Because workers were afraid to bring
their injured to hospital, the exact casualty count may never be known
for sure. Ten men were confirmed dead.
All shot in the back. More than 50 gunshot
wounds were reported. At least a hundred were badly injured, many more with
scrapes, bruises, and turned ankles from police clubs
and the panicked stampede to escape.
Many reporters and photographers
were on the scene. Police confiscated most of their film. Newsreel
cameras caught the action, but the companies were pressured not to show the footage.
The next day, led by the rabidly
anti-union Chicago Tribune, most of the press dutifully recorded that the
police had come under attack by fanatic Reds and had acted in
self-defense.
The rabidly anti-union Tribune spread the lie that Communist radicals had attacked police. They threatened their own reporters who knew better.
Although covered in the labor press, the nation as a whole was
kept in the dark about what had happened.
Even the workers supposed friend Franklin D. Roosevelt,
pretty much accepted the official account and told reporters that “the
majority of people are saying just one thing, ‘A plague on both your houses.’”
A Cook County Coroner’s Jury ruled the deaths that day as justifiable homicide. Not only was no action taken against any of
the police involved that day, but senior officers were commended and promoted.
The truth about what happened was
very nearly suppressed, as so many atrocities committed against working
people had been. But a single newsreel
cameraman saved the footage he shot
from the roof of his car. Some of the
photographers on the scene retained their shots. The stills and the moving pictures were placed on exhibit during the hearing on Republic Steel Strike held by a subcommittee of the Senate Committee on Education and Labor almost a year later. A shocked nation saw for itself the
senseless, unprovoked brutality of
the police.
The Ladies Day massacre outside of the Youngstown
Sheet and Tube plant later in July showed that Little Steel Bosses were
still committed to smashing the strike with brutal force.
As for the strike, it dragged on
through the summer, as did regular violence on picket lines. Then on July 19th it was Ladies Day on the picket line in front of the Republic Steel mill
in Youngstown. After company guards
assaulted one of the women, they were pelted with rocks and bottles. Retreating into the plant, in an eerie replay
of the 1916 violence, guards let loose with tear gas and then opened fire, many
firing down on the crowd from virtual
snipers’ nests. At least two were
killed and dozens wounded. Once again
the National Guard was called in and the town became a virtual occupied territory. The strike was crushed, and workers went
back.
But the Steel Workers turned to the
new National Labor Relations Board
for help.
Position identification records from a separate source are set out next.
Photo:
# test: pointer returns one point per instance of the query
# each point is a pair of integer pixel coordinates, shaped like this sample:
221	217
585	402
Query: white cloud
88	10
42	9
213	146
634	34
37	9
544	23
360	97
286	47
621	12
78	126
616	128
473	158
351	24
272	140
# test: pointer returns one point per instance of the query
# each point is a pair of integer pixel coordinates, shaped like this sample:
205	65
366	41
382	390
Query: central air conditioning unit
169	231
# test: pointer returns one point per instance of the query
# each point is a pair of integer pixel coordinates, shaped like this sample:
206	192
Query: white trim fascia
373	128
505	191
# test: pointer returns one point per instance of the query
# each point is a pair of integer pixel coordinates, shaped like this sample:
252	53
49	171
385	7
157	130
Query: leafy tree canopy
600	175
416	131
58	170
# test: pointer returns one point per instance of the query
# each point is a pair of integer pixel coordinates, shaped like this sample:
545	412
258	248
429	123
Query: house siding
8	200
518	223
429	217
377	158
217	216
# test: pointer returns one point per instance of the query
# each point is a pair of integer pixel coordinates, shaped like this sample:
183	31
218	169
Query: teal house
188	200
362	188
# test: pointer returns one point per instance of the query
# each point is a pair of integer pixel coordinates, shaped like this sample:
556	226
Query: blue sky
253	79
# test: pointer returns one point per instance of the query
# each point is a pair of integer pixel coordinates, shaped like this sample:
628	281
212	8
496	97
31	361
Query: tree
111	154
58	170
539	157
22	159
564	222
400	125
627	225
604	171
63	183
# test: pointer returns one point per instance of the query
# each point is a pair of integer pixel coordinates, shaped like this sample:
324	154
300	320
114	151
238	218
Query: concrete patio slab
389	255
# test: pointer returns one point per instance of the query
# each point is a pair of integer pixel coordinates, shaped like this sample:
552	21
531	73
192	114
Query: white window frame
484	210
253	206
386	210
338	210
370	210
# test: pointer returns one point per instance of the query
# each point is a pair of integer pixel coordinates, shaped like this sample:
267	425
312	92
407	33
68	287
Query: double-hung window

They complained of unfair labor practices by the Little
Steel companies. The case took years to
resolve. But in 1942, with another war
on and the need for industrial peace,
the NLRB ordered the companies
to recognize what had become the United
Steel Workers Union.
The Memorial Day Massacre victims remembered.
Today a local union hall stands on the site of Sam’s Place. The Republic Mill and other Little Steel
plants are closed and pad-locked eyesores or have been torn
down for largely undeveloped parkland.
The City seeks desperately to find some way to redevelop what are now called
simply Brown Fields. At one time the site was suggested as one
possible future home for Barack Obama’s
Presidential Library, but it was passed over. USW members and the Illinois Labor History Society sometimes gather in remembrance of
that terrible day. And the last aging
survivors, including some of the children present, fade away one by one, their
stories untold.
The Republic Steel Memorial Day Massacre Sculpture, created by former
Republic Steel employee Edward Blazak, was dedicated in 1981. Originally
located near the main gate at 116th Street and Burley Avenue, it was
rededicated in 2008 and relocated to 11659 South Avenue O, at the southwest
corner of the grounds of a Chicago Fire Department station where it is somewhat hard to find. I'm told that current Chicago Police are resentful of the CFD for letting it be put on their grounds.
This year again there will be scant
mention of the Memorial Day Massacre or coverage of commemorations. Seems like Chicago is still eager to forget.